AEROSPAN Inhalation Aerosol is indicated for the maintenance treatment of asthma as prophylactic therapy in adult and pediatric patients 6 years of age and older. AEROSPAN Inhalation Aerosol is also indicated for asthma patients requiring oral corticosteroid therapy, where adding AEROSPAN Inhalation Aerosol may reduce or eliminate the need for oral corticosteroids.
AEROSPAN Inhalation Aerosol is NOT indicated for the relief of acute bronchospasm.
AEROSPAN Inhalation Aerosol is contraindicated in the primary treatment of status asthmaticus or other acute episodes of asthma where intensive measures are required.
Hypersensitivity to flunisolide or any of the ingredients of this preparation contraindicates the use of AEROSPAN Inhalation Aerosol.
Particular care is needed in patients who are transferred from systemically active corticosteroids to AEROSPAN Inhalation Aerosol because deaths due to adrenal insufficiency have occurred in asthmatic patients during and after transfer from systemic corticosteroids to less systemically available inhaled corticosteroids. After withdrawal from systemic corticosteroids, a number of months are required for recovery of hypothalamic-pituitary-adrenal (HPA) function.
Patients who have been previously maintained on 20 mg or more per day of prednisone (or its equivalent) may be most susceptible, particularly when their systemic corticosteroids have been almost completely withdrawn. During this period of HPA suppression, patients may exhibit signs and symptoms of adrenal insufficiency when exposed to trauma, surgery or infections (particularly gastroenteritis) or other conditions associated with severe electrolyte loss. Although AEROSPAN Inhalation Aerosol may provide control of asthmatic symptoms during these episodes, in recommended doses it supplies less than the physiologic amounts of glucocorticoid systemically and does NOT provide the mineralocorticoid activity that is necessary for coping with these emergencies.
During periods of stress or a severe asthmatic attack, patients who have been withdrawn from systemic corticosteroids should be instructed to resume systemic steroids (in large doses) immediately and to contact their physician for further instruction. These patients should also be instructed to carry a warning card indicating that they may need supplementary systemic steroids during periods of stress or a severe asthma attack.
Patients requiring oral corticosteroids should be weaned slowly from systemic corticosteroid use after transferring to AEROSPAN Inhalation Aerosol. Lung function (FEV1 or AM PEF), beta-agonist use, and asthma symptoms should be carefully monitored during withdrawal of oral corticosteroids. In addition to monitoring asthma signs and symptoms, patients should be observed for signs and symptoms of adrenal insufficiency such as fatigue, lassitude, weakness, nausea and vomiting, and hypotension.
Transfer of patients from systemic corticosteroid therapy to AEROSPAN Inhalation Aerosol may unmask allergic conditions previously suppressed by the systemic corticosteroid therapy, e.g. rhinitis, conjunctivitis, eczema, arthritis, and eosinophilic conditions.

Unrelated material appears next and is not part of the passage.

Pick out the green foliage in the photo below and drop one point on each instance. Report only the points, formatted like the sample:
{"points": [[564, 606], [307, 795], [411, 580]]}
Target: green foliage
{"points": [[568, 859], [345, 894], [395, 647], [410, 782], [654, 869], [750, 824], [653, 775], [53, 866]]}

Patients who are on drugs that suppress the immune system are more susceptible to infections than healthy individuals. Chickenpox and measles, for example, can have a more serious or even fatal course in non-immune children or adults on corticosteroids. In such children or adults who have not had these diseases or been properly immunized, particular care should be taken to avoid exposure. How the dose, route, and duration of corticosteroid administration affects the risk of developing a disseminated infection is not known. The contribution of the underlying disease and/or prior corticosteroid treatment to the risk is also not known. If exposed to chickenpox, prophylaxis with varicella-zoster immune globulin (VZIG) may be indicated. If exposed to measles, prophylaxis with pooled intramuscular immunoglobulin (IG) may be indicated. (See the respective package inserts for complete VZIG and IG prescribing information.) If chickenpox develops, treatment with antiviral agents may be considered.
AEROSPAN Inhalation Aerosol is not a bronchodilator and is not indicated for rapid relief of bronchospasm.

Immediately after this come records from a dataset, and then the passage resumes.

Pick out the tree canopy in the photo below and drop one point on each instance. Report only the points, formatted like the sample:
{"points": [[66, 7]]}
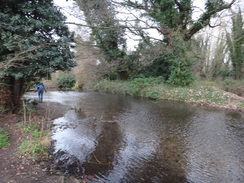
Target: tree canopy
{"points": [[34, 40]]}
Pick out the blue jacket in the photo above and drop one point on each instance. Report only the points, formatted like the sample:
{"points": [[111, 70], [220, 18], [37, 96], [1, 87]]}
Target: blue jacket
{"points": [[41, 87]]}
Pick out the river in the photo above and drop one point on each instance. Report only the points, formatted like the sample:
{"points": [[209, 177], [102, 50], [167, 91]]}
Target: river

As with other inhaled asthma medications, bronchospasm may occur with an immediate increase in wheezing after dosing. If bronchospasm occurs following dosing with AEROSPAN Inhalation Aerosol, it should be treated immediately with a fast-acting inhaled bronchodilator. Treatment with AEROSPAN Inhalation Aerosol should be discontinued and alternative therapy instituted.
Patients should be instructed to contact their physician immediately when episodes of asthma that are not responsive to bronchodilators occur during the course of treatment with AEROSPAN Inhalation Aerosol. During such episodes, patients may require therapy with systemic corticosteroids.

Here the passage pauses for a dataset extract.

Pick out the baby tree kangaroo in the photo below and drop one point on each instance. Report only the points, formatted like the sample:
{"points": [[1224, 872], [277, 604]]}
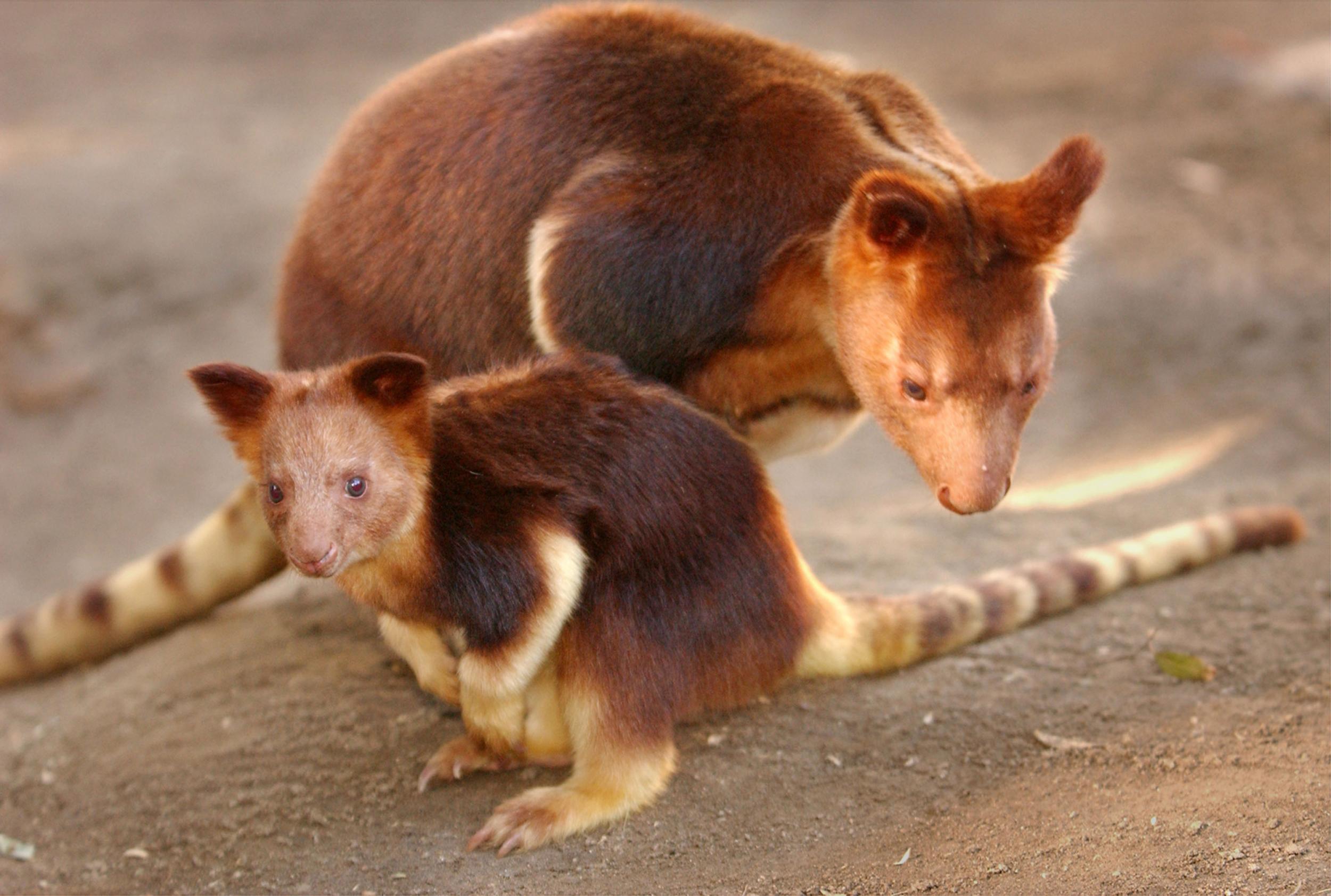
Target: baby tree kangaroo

General: During withdrawal from oral corticosteroids, some patients may experience symptoms of systemically active corticosteroid withdrawal, e.g., joint and/or muscular pain, lassitude and depression, despite maintenance or even improvement of respiratory function. (See DOSAGE AND ADMINISTRATION for details.)
In responsive patients, flunisolide may permit control of asthmatic symptoms with less suppression of HPA axis function than therapeutically equivalent oral doses of prednisone. Since flunisolide is absorbed into the circulation and can be systemically active, the beneficial effects of AEROSPAN Inhalation Aerosol in minimizing or preventing HPA axis dysfunction may be expected only when recommended dosages are not exceeded and individual patients are titrated to the lowest effective dose. Since individual sensitivity to effects on cortisol production exists, physicians should consider this information when prescribing AEROSPAN Inhalation Aerosol.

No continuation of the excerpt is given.